The prince's brother released a statement last week saying "not a single, solitary government official or media source has ever come forward with any evidence linking Prince Ahmed to any criminal activity. But that fact has not stopped [the authors] and media from accepting the outrageous claims at face value."

Richard Mulhall, who was a trainer and manager for the Thoroughbred Corp., the prince's California-based equine operation - now out of business - said the allegation "is beyond stupid. Someone is just trying to make a buck with a book, and I guess it's working."

Terrorist claims

According to Posner's book, it was Abu Zubaydah, al-Qaida's chief of field operations and a confidant of Osama bin Laden, who revealed a link between the prince and al-Qaida.

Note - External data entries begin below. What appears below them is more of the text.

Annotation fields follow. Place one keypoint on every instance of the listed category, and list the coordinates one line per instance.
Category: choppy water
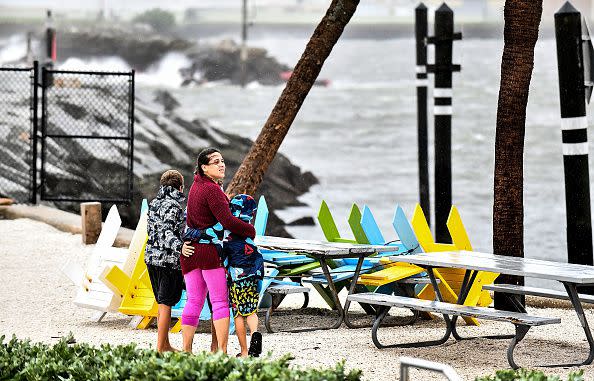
(359, 135)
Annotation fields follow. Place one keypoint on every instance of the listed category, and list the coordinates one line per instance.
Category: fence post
(43, 129)
(574, 123)
(34, 106)
(422, 134)
(442, 111)
(90, 213)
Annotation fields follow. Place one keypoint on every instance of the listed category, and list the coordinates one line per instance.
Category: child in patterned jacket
(245, 267)
(163, 248)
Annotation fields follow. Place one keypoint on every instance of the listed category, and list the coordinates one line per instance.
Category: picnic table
(570, 275)
(323, 251)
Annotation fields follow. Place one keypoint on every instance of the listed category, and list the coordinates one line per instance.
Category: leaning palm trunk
(522, 19)
(251, 171)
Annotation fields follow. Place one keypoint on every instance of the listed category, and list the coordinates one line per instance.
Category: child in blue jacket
(245, 267)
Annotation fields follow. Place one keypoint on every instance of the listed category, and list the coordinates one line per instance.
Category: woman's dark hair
(203, 159)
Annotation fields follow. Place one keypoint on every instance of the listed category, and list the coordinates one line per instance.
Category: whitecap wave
(166, 72)
(110, 63)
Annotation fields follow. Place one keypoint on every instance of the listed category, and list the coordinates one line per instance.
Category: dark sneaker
(255, 345)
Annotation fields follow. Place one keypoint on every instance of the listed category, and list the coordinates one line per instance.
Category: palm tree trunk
(251, 171)
(522, 19)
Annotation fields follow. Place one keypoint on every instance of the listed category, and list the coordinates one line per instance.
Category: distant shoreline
(262, 30)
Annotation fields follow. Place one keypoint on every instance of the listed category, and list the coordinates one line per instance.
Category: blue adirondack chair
(277, 258)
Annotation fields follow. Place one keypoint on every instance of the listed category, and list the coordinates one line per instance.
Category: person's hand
(187, 249)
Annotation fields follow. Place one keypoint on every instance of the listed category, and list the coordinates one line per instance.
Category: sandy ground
(37, 304)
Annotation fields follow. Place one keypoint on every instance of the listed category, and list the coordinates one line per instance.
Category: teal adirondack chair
(285, 262)
(407, 244)
(344, 270)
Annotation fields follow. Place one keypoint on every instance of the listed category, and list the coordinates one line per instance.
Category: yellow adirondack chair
(451, 279)
(132, 281)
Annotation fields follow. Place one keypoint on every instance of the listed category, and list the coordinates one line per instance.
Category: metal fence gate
(18, 129)
(87, 129)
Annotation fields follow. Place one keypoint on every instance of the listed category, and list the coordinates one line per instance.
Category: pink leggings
(198, 283)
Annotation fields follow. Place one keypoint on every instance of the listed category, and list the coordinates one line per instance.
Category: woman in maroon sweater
(203, 271)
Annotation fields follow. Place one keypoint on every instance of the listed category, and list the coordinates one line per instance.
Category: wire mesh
(87, 130)
(16, 133)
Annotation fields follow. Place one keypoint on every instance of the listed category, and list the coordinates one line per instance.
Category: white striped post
(442, 112)
(574, 123)
(422, 82)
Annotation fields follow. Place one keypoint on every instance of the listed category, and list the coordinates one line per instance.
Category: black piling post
(442, 111)
(50, 48)
(572, 94)
(422, 82)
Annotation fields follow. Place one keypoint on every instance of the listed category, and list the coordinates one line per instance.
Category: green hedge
(529, 375)
(23, 360)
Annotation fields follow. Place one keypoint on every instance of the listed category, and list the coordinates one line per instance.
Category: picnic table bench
(570, 275)
(515, 289)
(522, 321)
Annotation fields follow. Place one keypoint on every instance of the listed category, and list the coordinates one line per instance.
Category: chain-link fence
(18, 114)
(87, 136)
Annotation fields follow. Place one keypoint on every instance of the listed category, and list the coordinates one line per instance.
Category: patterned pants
(243, 296)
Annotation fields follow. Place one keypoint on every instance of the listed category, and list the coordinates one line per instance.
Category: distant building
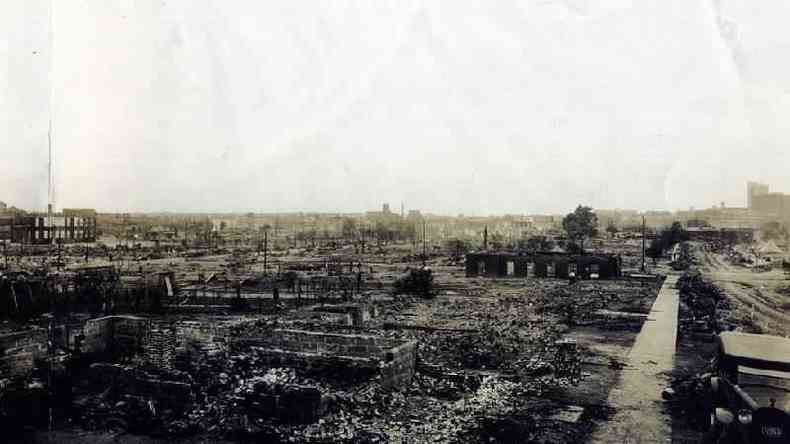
(543, 265)
(72, 225)
(754, 189)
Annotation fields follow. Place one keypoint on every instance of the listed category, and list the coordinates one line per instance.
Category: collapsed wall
(18, 350)
(354, 357)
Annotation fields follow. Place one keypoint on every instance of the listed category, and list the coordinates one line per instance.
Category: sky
(473, 107)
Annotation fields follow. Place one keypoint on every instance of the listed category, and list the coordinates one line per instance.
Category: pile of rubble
(703, 301)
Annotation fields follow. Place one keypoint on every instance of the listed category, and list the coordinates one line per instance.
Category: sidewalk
(639, 415)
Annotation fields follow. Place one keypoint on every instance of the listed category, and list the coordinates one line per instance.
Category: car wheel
(713, 435)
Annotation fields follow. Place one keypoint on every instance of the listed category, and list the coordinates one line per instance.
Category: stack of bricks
(159, 348)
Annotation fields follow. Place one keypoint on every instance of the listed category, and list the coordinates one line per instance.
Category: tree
(457, 247)
(773, 231)
(581, 224)
(611, 228)
(349, 228)
(537, 243)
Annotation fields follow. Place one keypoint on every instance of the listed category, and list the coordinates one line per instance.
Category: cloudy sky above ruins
(453, 107)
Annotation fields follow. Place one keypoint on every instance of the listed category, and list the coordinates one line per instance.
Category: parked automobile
(751, 389)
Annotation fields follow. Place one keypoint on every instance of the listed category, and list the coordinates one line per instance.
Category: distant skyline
(519, 107)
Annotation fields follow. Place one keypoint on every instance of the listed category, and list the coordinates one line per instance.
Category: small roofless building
(542, 265)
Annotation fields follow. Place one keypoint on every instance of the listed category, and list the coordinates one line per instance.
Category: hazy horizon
(513, 107)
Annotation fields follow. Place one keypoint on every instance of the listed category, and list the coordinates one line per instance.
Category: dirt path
(639, 416)
(754, 294)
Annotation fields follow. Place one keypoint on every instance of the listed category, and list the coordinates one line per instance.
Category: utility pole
(643, 244)
(265, 250)
(423, 240)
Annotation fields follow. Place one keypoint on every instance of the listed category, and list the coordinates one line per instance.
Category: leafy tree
(457, 247)
(349, 228)
(537, 243)
(774, 231)
(581, 224)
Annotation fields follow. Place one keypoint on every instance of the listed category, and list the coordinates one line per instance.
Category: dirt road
(753, 294)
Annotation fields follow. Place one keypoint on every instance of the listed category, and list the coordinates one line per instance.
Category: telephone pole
(643, 244)
(265, 250)
(423, 240)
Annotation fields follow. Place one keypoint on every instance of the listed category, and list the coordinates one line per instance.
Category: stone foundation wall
(340, 355)
(135, 382)
(19, 349)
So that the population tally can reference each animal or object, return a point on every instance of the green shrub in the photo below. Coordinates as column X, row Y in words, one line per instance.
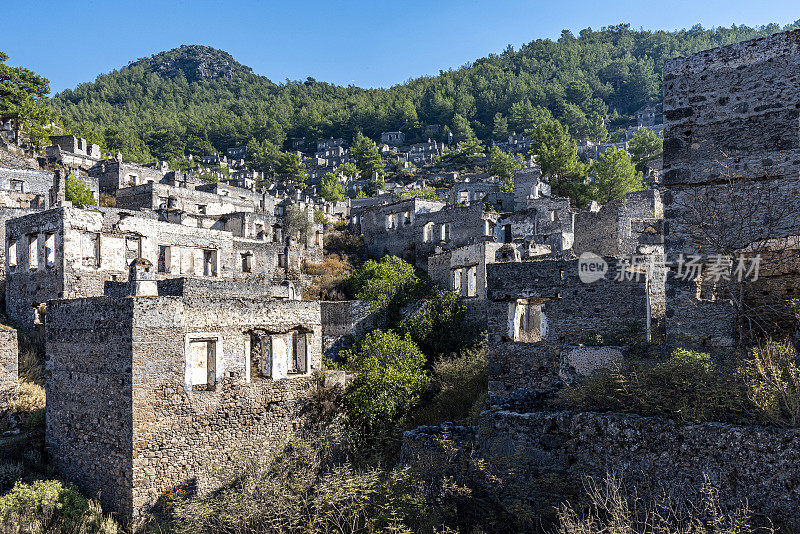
column 773, row 382
column 48, row 506
column 9, row 474
column 390, row 380
column 303, row 489
column 457, row 390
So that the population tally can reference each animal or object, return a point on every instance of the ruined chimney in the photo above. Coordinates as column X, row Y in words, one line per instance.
column 142, row 279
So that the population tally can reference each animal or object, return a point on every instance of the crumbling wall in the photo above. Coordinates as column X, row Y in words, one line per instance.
column 568, row 311
column 731, row 160
column 94, row 246
column 8, row 364
column 192, row 438
column 122, row 424
column 343, row 321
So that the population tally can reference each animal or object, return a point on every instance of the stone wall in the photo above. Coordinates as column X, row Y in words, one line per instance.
column 623, row 227
column 90, row 247
column 443, row 266
column 124, row 419
column 88, row 382
column 155, row 196
column 731, row 160
column 8, row 364
column 759, row 466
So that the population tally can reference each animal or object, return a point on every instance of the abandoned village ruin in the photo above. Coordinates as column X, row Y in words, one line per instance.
column 178, row 339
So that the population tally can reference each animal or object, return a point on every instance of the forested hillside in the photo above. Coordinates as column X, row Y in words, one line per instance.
column 196, row 99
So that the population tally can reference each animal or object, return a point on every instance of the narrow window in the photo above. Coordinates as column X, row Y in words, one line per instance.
column 528, row 321
column 299, row 352
column 260, row 356
column 50, row 249
column 209, row 263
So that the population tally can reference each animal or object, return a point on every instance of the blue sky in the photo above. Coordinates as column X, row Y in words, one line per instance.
column 367, row 43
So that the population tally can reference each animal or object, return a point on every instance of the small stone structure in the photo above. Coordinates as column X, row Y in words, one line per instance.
column 344, row 321
column 69, row 252
column 148, row 393
column 731, row 159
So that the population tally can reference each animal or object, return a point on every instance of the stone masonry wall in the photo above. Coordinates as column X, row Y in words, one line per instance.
column 89, row 406
column 731, row 113
column 572, row 310
column 342, row 320
column 121, row 423
column 194, row 438
column 8, row 364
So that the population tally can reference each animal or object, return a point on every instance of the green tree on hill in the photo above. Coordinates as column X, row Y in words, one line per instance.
column 291, row 168
column 615, row 176
column 503, row 166
column 557, row 155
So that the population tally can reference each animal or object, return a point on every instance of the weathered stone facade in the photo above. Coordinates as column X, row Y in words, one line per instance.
column 149, row 393
column 113, row 175
column 345, row 321
column 71, row 253
column 463, row 269
column 539, row 310
column 623, row 227
column 9, row 364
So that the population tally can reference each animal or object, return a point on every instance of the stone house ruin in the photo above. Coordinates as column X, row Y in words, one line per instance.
column 149, row 393
column 393, row 138
column 68, row 252
column 72, row 151
column 622, row 227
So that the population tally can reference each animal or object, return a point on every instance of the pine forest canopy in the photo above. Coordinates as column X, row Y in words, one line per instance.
column 195, row 99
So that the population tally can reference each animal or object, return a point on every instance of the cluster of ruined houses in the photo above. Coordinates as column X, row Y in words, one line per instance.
column 178, row 344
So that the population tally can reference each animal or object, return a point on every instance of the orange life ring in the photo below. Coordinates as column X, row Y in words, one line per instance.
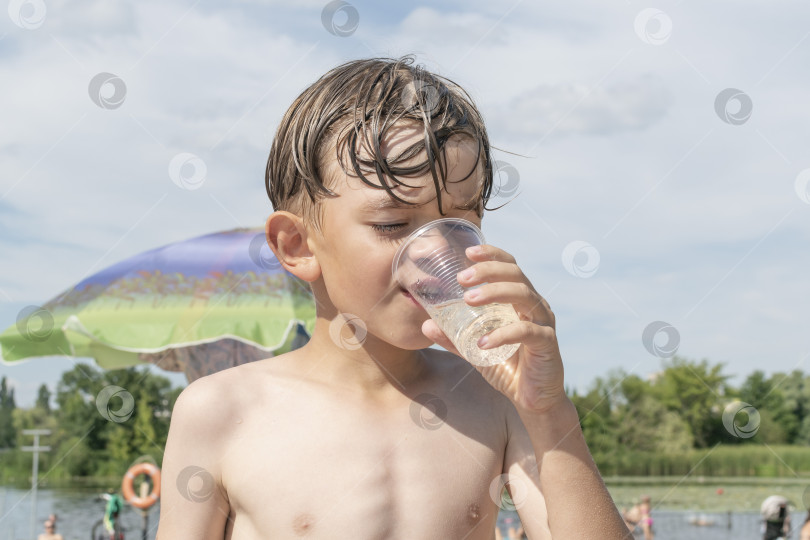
column 127, row 487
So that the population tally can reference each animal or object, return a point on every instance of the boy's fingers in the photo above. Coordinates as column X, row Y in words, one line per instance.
column 491, row 271
column 433, row 332
column 486, row 252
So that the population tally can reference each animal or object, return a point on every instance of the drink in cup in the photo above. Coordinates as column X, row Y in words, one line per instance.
column 427, row 264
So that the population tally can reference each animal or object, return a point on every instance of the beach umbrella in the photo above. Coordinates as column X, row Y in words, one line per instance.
column 195, row 306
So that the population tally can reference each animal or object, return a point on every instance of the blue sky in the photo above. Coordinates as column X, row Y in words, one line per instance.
column 697, row 221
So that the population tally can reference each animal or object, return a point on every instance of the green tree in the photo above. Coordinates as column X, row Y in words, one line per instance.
column 7, row 406
column 694, row 391
column 778, row 423
column 43, row 398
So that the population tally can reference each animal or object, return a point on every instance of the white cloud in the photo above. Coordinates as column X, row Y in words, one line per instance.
column 576, row 108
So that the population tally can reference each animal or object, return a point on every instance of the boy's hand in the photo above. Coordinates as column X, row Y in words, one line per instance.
column 533, row 377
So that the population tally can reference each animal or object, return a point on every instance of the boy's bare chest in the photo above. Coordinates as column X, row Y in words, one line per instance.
column 312, row 467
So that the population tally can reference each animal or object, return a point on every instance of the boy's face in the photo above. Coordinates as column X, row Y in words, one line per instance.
column 363, row 227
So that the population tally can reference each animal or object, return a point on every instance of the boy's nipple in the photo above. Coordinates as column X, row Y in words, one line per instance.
column 302, row 524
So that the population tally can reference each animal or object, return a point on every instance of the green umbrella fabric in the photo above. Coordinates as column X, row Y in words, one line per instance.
column 222, row 297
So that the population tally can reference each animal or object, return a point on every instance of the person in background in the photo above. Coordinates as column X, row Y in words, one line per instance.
column 804, row 533
column 640, row 516
column 50, row 530
column 776, row 518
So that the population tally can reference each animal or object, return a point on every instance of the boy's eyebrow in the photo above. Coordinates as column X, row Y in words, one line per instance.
column 388, row 203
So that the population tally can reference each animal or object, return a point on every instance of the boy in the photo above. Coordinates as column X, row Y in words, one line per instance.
column 374, row 435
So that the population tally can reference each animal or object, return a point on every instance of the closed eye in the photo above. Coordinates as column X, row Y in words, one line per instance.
column 387, row 227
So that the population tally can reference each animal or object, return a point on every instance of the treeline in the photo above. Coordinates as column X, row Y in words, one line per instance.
column 688, row 418
column 103, row 421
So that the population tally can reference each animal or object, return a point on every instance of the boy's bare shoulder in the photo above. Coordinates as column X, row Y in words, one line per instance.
column 214, row 400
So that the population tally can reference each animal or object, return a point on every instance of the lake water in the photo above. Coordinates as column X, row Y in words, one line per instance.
column 79, row 510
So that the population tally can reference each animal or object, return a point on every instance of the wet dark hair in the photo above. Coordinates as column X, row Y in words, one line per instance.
column 350, row 109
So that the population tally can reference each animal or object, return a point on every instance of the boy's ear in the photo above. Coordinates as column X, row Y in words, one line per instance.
column 287, row 237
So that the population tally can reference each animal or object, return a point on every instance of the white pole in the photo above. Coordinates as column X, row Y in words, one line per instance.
column 35, row 471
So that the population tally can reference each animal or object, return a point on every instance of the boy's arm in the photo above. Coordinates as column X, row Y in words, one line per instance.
column 523, row 481
column 577, row 501
column 193, row 504
column 578, row 504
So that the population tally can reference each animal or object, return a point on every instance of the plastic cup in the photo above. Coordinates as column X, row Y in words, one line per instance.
column 427, row 264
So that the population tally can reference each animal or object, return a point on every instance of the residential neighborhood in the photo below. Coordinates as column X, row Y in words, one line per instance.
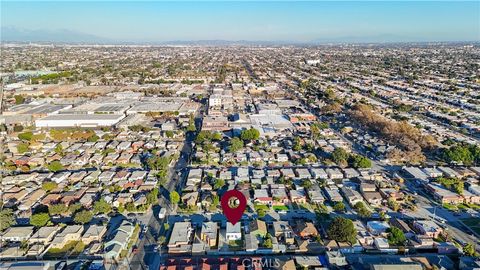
column 349, row 157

Captured by American soldiers in Pakistan in March 2002, 6 1/2 months after the Sept. 11 attacks, Zubaydah was given sodium pentothal to make him talkative and questioned by Arab-Americans posing as Saudi interrogators.

From memory, Zubaydah provided the home phone and cell phone number of a Saudi royal family member and suggested his interrogators make the call.

"He will tell you what to do," Zubaydah said, according to Posner's account.

The phone numbers reportedly belonged to Prince Ahmed bin Salman.

Zubaydah went on to identify two other members of the royal family as intermediaries, again furnishing phone numbers from memory. Zubaydah also reportedly said the intermediaries knew before Sept. 11 that a terrorist attack on America was scheduled for that day, although they did not know where, when or how the attacks would occur.

Later, Posner reported, when Zubaydah discovered his interrogators had been Americans and not Saudis, he tried to strangle himself and recanted his entire story.

Unger, in his book, relied on Posner's account of the interrogation, terming it "accurate" after making his own inquiries.

As for whether Zubaydah was telling the truth, which some in the intelligence community have doubted, Unger told The Sun: "I don't think anyone has ever corroborated or refuted whether Zubaydah was lying."

In his book, Unger reports on a possible link between Saudis and the funding of al-Qaida, but there is no evidence Prince Ahmed bin Salman funded terrorism, Unger said.

"The talk is that he had an intermediary role" between the royal family and al-Qaida, Unger told The Sun. The goal of the link, Unger wrote in his book, was to keep terrorism out of Saudi Arabia.